Sauf que, peu de critiques, trop unanimement centrés sur la seule notion de « blasphème », l’ont perçu en profondeur, ce prétendu double tableau de Thomas Jolly manque, par-delà même ses pitoyables fautes de goût sur le plan purement esthétique, l’essentiel, tant dans le fond que dans la forme, y manifestant ainsi une non moins navrante ignorance en la matière.
Quand le culte du beau vire à la culture du laid
La plus flagrante de ces grossières fautes de goût, mais qui témoignent également d’une consternante méconnaissance du sujet prétendument traité là, est, sans conteste, la manière, aussi grotesque que caricaturale, dont Dionysos, dieu grec du vin et du plaisir, y a été représenté, affublé d’une horrible couronne de fleurs synthétiques en guise de parure vestimentaire et peinturluré d’un non moins douteux bleu schtroumpf, par l’inénarrable Philippe Katerine, avec un corps rendu là, par-delà même sa quasi nudité, artificiellement obèse.
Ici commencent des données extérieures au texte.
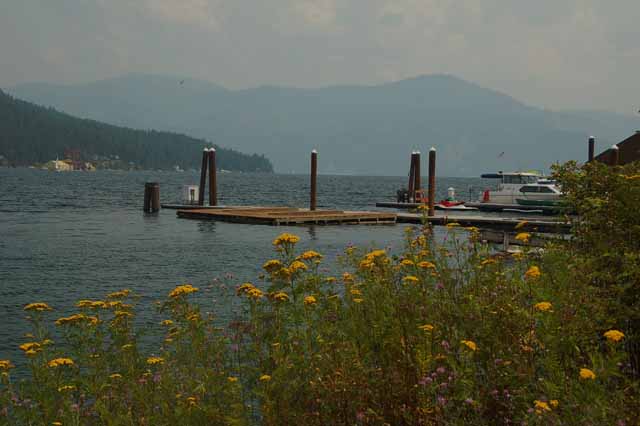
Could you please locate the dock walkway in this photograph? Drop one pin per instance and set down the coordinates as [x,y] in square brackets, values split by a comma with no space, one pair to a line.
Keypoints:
[288,216]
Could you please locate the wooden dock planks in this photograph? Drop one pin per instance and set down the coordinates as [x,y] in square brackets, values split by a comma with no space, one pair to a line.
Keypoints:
[288,216]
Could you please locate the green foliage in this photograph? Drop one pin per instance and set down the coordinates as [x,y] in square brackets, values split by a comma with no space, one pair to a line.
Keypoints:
[33,134]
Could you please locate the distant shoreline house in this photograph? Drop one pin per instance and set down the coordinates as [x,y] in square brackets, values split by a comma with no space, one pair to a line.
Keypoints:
[629,151]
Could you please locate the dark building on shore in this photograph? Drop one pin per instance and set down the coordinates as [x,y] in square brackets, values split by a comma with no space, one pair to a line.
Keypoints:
[628,151]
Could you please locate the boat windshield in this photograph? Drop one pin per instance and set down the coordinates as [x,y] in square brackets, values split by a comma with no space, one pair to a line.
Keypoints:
[519,179]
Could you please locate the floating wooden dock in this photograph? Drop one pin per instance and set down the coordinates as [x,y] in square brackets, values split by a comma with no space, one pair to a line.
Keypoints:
[487,222]
[288,216]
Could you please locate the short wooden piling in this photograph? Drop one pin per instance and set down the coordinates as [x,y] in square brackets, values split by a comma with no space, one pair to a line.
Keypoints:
[213,184]
[412,178]
[314,178]
[615,155]
[151,197]
[432,181]
[417,186]
[203,176]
Car, loin et même à l’opposé de ce piètre accoutrement, Dionysos, jeune et bel éphèbe, n’avait certes rien à envier, bien au contraire comme le montrent à souhait ses diverses représentations au sein de la statuaire hellénique, à la beauté plastique, en tous points conforme aux canons esthétiques de cetemps-là, de son rival, et complément au sein des divinités athéniennes, Apollon, dieu des arts et de la lumière. Preuve en est, parmi d’innombrables autres représentations, mais néanmoins toujours dans la droite ligne de l’imaginaire alors en vogue au sein de la Renaissance italienne aussi bien que de l’Antiquité grecque, la manière, d’une grâce sans pareille, dont Léonard de Vinci en personne, le magnifique auteur de la précitée « Cène » justement, le dépeint dans sa toute dernière œuvre : un tableau intitulé, précisément, « Bacchus »,nom latin de Dionysos au sein du panthéon romain !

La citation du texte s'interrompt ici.